We can get a further 100 units in Australia from Adafruit. If you order today, we can dispatch this stock between Sep 30, 2020 - Oct 03, 2020.
This breakout board will solve all your power-monitoring problems. Instead of struggling with two multimeters, you can just use the handy INA219B chip on this breakout to both measure both the high side voltage and DC current draw over I2C with 1% precision.

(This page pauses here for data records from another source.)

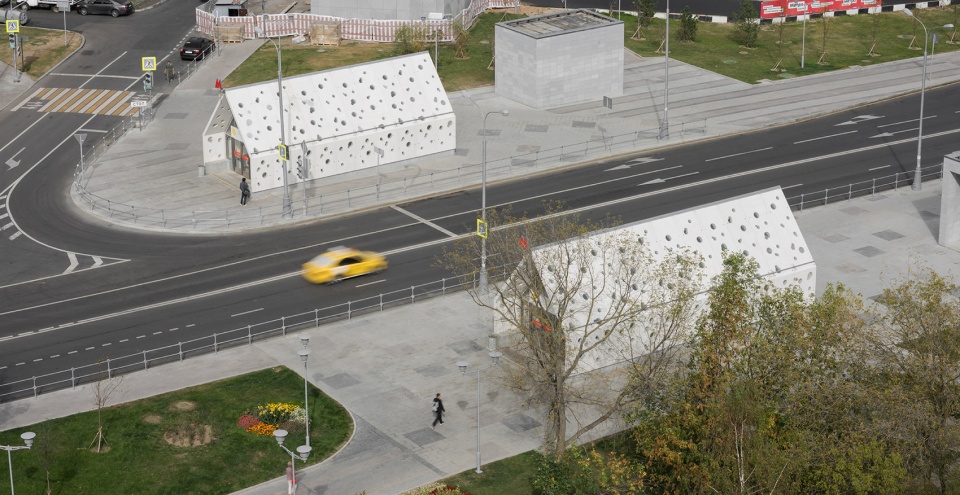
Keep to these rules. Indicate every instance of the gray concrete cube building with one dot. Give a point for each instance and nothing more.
(558, 59)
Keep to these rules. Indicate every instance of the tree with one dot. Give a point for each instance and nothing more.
(576, 300)
(645, 12)
(688, 25)
(773, 398)
(461, 34)
(747, 24)
(102, 389)
(917, 340)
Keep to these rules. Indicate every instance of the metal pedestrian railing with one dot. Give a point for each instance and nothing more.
(119, 365)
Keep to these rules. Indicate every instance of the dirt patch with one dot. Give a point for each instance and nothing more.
(184, 405)
(153, 419)
(190, 435)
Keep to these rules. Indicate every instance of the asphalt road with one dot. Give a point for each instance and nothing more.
(157, 290)
(180, 288)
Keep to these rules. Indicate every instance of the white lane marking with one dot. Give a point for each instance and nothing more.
(423, 220)
(824, 137)
(73, 262)
(905, 121)
(13, 162)
(443, 241)
(246, 312)
(371, 283)
(738, 154)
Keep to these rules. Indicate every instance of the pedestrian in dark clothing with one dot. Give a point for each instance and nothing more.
(244, 191)
(438, 411)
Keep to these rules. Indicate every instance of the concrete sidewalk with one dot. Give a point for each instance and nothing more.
(385, 367)
(703, 105)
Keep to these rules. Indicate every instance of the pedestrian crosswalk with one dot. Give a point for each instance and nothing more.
(88, 101)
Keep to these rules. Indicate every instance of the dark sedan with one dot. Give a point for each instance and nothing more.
(112, 7)
(195, 48)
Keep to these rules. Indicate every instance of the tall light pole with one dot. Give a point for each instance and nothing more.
(303, 452)
(287, 202)
(28, 441)
(917, 179)
(80, 138)
(665, 123)
(495, 357)
(483, 202)
(304, 355)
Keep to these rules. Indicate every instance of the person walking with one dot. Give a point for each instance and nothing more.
(438, 411)
(169, 71)
(244, 191)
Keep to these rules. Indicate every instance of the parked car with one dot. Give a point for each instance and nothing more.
(112, 7)
(340, 263)
(195, 48)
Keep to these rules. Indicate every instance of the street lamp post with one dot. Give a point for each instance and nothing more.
(28, 442)
(80, 138)
(287, 202)
(304, 355)
(495, 357)
(483, 201)
(303, 452)
(917, 179)
(665, 124)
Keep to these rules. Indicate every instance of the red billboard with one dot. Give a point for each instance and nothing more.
(793, 8)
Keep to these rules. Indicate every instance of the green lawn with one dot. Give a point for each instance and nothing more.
(139, 460)
(848, 43)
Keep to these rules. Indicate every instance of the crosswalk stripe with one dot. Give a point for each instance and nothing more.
(73, 100)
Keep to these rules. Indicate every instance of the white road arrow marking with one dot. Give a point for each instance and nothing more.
(635, 161)
(888, 134)
(13, 162)
(73, 263)
(861, 118)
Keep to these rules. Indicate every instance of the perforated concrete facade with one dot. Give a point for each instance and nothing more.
(559, 59)
(397, 105)
(403, 10)
(760, 225)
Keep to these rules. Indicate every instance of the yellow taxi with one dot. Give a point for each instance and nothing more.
(342, 262)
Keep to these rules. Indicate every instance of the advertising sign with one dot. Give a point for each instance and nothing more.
(793, 8)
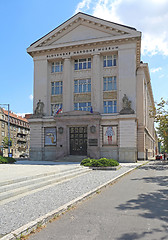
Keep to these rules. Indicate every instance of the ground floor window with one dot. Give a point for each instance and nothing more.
(83, 106)
(50, 136)
(110, 106)
(109, 135)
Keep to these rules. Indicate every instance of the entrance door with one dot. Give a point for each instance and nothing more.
(78, 140)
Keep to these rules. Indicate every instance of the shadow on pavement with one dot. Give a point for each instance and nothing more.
(29, 162)
(153, 205)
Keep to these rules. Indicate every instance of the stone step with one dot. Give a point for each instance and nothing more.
(16, 189)
(72, 158)
(31, 177)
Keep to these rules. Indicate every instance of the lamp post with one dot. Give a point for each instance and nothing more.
(9, 142)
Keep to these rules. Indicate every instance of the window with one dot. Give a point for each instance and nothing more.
(55, 107)
(82, 64)
(109, 61)
(56, 88)
(81, 86)
(109, 83)
(110, 106)
(57, 67)
(83, 106)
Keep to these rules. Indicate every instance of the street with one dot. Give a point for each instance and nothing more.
(135, 207)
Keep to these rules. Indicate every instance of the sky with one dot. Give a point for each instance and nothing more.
(23, 22)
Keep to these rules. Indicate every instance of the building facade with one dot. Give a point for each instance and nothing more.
(92, 94)
(19, 134)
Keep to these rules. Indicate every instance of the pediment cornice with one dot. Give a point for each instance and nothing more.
(114, 30)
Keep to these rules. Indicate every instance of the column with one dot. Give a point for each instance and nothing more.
(67, 86)
(41, 83)
(97, 83)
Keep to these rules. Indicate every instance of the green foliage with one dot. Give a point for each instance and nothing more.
(6, 160)
(102, 162)
(160, 114)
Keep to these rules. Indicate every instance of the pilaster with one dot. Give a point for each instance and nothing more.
(97, 84)
(67, 86)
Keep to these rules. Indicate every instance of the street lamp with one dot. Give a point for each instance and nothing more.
(9, 142)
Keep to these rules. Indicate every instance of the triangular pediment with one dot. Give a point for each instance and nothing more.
(80, 33)
(83, 28)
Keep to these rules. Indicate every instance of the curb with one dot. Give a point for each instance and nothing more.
(27, 228)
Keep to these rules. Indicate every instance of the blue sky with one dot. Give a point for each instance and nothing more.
(25, 21)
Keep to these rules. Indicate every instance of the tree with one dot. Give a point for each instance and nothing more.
(160, 114)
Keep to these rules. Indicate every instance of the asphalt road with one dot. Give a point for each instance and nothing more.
(133, 208)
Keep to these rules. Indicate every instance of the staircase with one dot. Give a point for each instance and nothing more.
(16, 188)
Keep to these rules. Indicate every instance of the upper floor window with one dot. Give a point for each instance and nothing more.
(83, 85)
(109, 61)
(55, 107)
(84, 63)
(57, 67)
(56, 88)
(83, 106)
(110, 106)
(109, 83)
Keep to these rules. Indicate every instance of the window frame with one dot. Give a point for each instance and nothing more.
(110, 60)
(110, 108)
(56, 66)
(82, 85)
(82, 64)
(56, 88)
(109, 83)
(86, 106)
(55, 107)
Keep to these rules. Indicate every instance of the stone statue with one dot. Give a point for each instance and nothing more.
(126, 104)
(39, 108)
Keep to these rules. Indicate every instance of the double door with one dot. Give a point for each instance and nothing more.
(78, 140)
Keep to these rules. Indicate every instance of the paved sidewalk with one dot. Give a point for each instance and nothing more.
(135, 208)
(26, 212)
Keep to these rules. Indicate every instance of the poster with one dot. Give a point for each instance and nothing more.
(110, 135)
(50, 136)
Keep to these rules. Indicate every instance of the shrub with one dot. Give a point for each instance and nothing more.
(3, 160)
(10, 160)
(102, 162)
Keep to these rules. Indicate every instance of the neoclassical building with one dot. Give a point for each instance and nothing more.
(92, 93)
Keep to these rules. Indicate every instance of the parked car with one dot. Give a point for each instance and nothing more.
(23, 155)
(158, 157)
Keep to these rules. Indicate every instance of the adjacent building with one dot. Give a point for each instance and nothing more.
(19, 134)
(92, 93)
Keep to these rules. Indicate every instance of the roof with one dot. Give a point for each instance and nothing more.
(84, 14)
(11, 114)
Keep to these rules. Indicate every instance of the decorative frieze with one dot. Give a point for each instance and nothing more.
(56, 99)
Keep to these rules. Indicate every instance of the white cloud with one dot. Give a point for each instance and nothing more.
(31, 97)
(150, 17)
(162, 76)
(153, 70)
(85, 4)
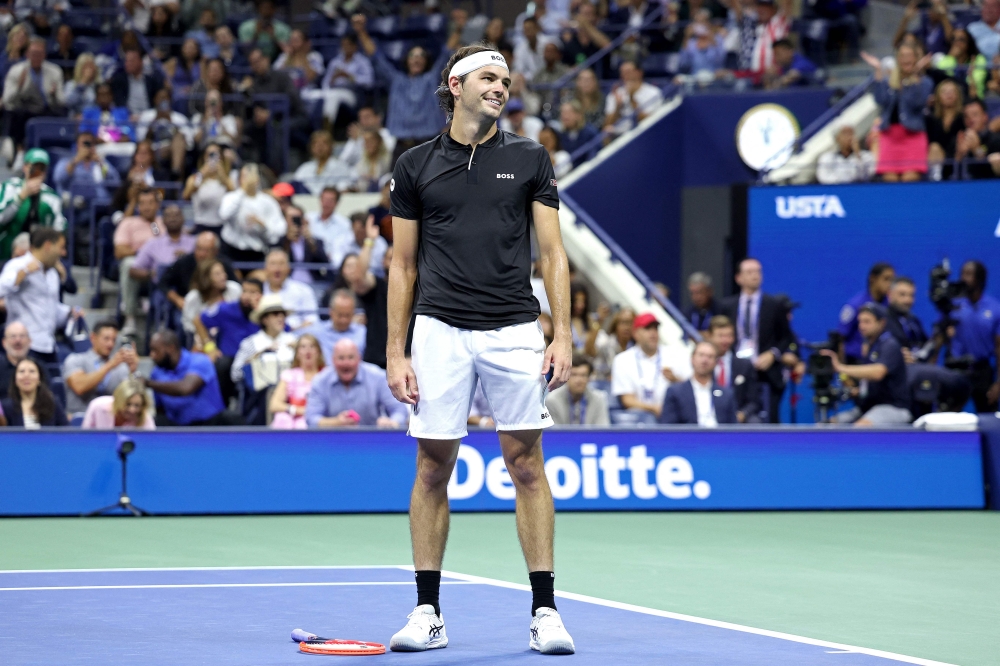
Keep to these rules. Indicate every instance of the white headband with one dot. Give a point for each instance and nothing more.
(477, 61)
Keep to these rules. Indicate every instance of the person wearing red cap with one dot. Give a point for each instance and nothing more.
(641, 375)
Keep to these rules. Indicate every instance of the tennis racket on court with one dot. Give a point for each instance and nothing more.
(313, 644)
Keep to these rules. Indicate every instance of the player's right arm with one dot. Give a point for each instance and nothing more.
(402, 279)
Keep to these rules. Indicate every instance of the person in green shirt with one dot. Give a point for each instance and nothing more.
(264, 32)
(27, 202)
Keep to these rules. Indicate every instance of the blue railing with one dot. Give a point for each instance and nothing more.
(619, 255)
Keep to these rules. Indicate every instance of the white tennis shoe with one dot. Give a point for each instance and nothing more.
(423, 631)
(548, 635)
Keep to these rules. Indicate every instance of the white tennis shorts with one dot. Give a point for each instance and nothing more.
(447, 361)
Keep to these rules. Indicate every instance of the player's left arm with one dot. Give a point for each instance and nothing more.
(555, 272)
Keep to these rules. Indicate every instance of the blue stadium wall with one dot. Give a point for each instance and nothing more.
(635, 194)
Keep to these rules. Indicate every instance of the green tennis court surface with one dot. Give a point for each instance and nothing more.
(920, 584)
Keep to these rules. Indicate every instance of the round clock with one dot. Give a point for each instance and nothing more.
(765, 136)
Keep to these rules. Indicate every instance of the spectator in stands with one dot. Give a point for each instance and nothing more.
(517, 121)
(847, 163)
(169, 133)
(977, 333)
(700, 400)
(703, 306)
(373, 294)
(529, 50)
(81, 90)
(763, 332)
(16, 346)
(252, 219)
(978, 143)
(127, 407)
(30, 287)
(27, 202)
(774, 22)
(887, 400)
(300, 62)
(575, 132)
(374, 164)
(330, 226)
(210, 286)
(734, 372)
(132, 88)
(86, 169)
(562, 163)
(611, 342)
(790, 68)
(365, 234)
(33, 88)
(986, 31)
(161, 251)
(111, 124)
(323, 170)
(222, 327)
(288, 401)
(414, 114)
(352, 393)
(576, 402)
(300, 244)
(343, 305)
(902, 147)
(630, 101)
(97, 372)
(30, 403)
(176, 280)
(368, 121)
(270, 350)
(265, 32)
(185, 385)
(130, 235)
(641, 374)
(964, 55)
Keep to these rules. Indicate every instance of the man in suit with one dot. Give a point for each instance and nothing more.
(700, 401)
(733, 372)
(763, 333)
(576, 403)
(133, 89)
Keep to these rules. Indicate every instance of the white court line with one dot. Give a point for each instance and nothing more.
(526, 588)
(200, 585)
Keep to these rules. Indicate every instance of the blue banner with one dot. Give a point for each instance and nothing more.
(206, 472)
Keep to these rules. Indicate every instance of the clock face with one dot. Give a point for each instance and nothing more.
(765, 136)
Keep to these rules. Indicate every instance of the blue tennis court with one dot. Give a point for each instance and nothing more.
(245, 615)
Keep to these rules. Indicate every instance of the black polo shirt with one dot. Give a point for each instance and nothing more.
(474, 212)
(892, 389)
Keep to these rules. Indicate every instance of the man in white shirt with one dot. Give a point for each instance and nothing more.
(847, 163)
(631, 101)
(700, 401)
(30, 285)
(641, 375)
(297, 298)
(330, 226)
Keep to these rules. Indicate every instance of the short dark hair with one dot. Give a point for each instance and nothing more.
(445, 98)
(42, 235)
(255, 282)
(105, 323)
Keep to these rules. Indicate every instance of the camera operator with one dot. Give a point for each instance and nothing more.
(880, 277)
(976, 333)
(928, 381)
(883, 398)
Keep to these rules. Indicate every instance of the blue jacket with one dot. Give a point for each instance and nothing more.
(679, 406)
(912, 100)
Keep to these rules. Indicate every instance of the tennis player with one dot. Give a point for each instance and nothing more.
(462, 205)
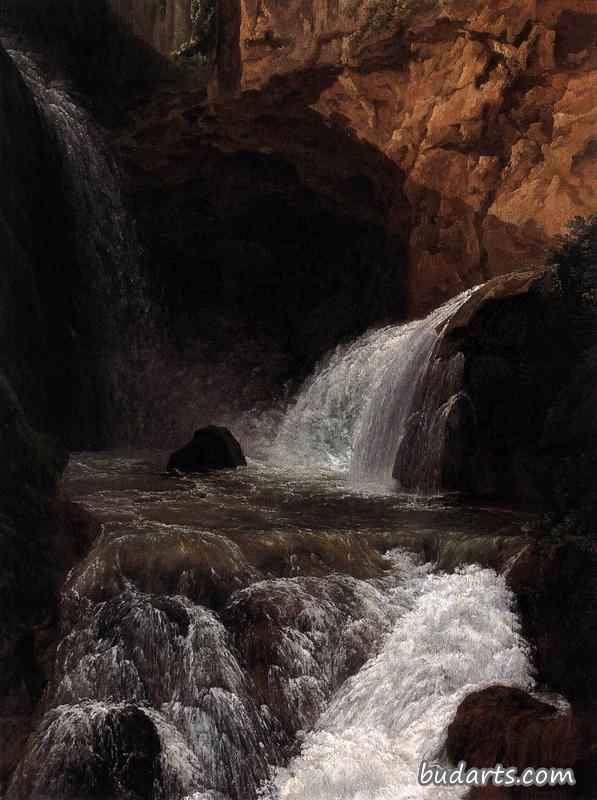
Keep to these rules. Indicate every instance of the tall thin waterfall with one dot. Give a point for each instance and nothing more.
(379, 407)
(109, 290)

Most current-measuring devices such as our current panel meter are only good for low side measuring. That means that unless you want to get a battery involved, you have to stick the measurement resistor between the target ground and true ground. This can cause problems with circuits since electronics tend to not like it when the ground references change and move with varying current draw. This chip is much smarter - it can handle high side current measuring, up to +26VDC, even though it is powered with 3 or 5V. It will also report back that high side voltage, which is great for tracking battery life or solar panels.
A precision amplifier measures the voltage across the 0.1 ohm, 1% sense resistor. Since the amplifier maximum input difference is ±320mV this means it can measure up to ±3.2 Amps. With the internal 12 bit ADC, the resolution at ±3.2A range is 0.8mA. With the internal gain set at the minimum of div8, the max current is ±400mA and the resolution is 0.1mA. Advanced hackers can remove the 0.1 ohm current sense resistor and replace it with their own to change the range (say a 0.01 ohm to measure up 32 Amps with a resolution of 8mA)
We include a 6-pin header (so you can easily attach this sensor to a breadboard) as well as a 3.5mm terminal plug so you can easily attach and detach your load. Usage is simple. Power the sensor itself with 3 to 5VDC and connect the two I2C pins up to your microcontroller. Then connect your target power supply to VIN+ and the load to ground to VIN-. We have a detailed tutorial that will do all the gain, range and math for you - just plug and go with Arduino or CircuitPython!